At day 1 of in vitro release study, the implants showed a smooth surface, and as the time progresses the implants appeared to be with porous surface and become smaller in size by day 42 (Fig. 6). The degradation of implant mass was due to the hydrolytic process of the matrix and the drug, resulting in the release of water-soluble PLGA degradation products (lactic and glycolic acid) which are eliminated from the body through Krebs cycle [4, 7]. Therefore, the entire polymer matrix was hydrolyzed leading to a homogenous degradation products formation and later bulk erosion [3].

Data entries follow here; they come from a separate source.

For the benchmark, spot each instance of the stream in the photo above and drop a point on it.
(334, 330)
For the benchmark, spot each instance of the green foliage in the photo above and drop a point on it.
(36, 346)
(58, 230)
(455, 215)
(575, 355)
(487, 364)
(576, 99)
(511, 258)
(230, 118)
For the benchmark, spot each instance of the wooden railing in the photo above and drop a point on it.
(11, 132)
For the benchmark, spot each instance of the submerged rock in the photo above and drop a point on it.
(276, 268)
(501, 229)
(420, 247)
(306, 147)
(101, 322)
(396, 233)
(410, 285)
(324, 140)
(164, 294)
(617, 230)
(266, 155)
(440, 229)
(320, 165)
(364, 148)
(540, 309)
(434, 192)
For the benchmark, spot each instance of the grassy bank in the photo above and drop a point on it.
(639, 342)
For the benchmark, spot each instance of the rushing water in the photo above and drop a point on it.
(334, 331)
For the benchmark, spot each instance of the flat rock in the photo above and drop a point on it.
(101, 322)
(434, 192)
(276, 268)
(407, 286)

All formulations exhibited first-order release pattern where the formulations showed higher r2 value for first-order release compared to zero-order. All the formulations showed higher r2 value for Higuchi model compared to Hixon-Crowell, and it demonstrates that drug release followed the diffusion mechanism. The release mechanism was further confirmed by release exponent (n) value from Korsemeyer-Peppas model. The ‘n’ value was found to be greater than 0.6 for all the formulations which indicated that drug release from implants followed non-Fickian diffusion, i.e. a combination of both diffusion and erosion mechanism.

Conclusions

Triamcinolone acetonide was successfully formulated as prolong released ISFI using PLGA and NMP. All the formulations exhibited good syringeabilty and rheological properties. The drug release was constant and sustained over a period of 42 days. Therefore, the developed formulations may improve patient’s compliance and convenience by reducing the frequency of drug administration and could be a viable alternative to existing treatments.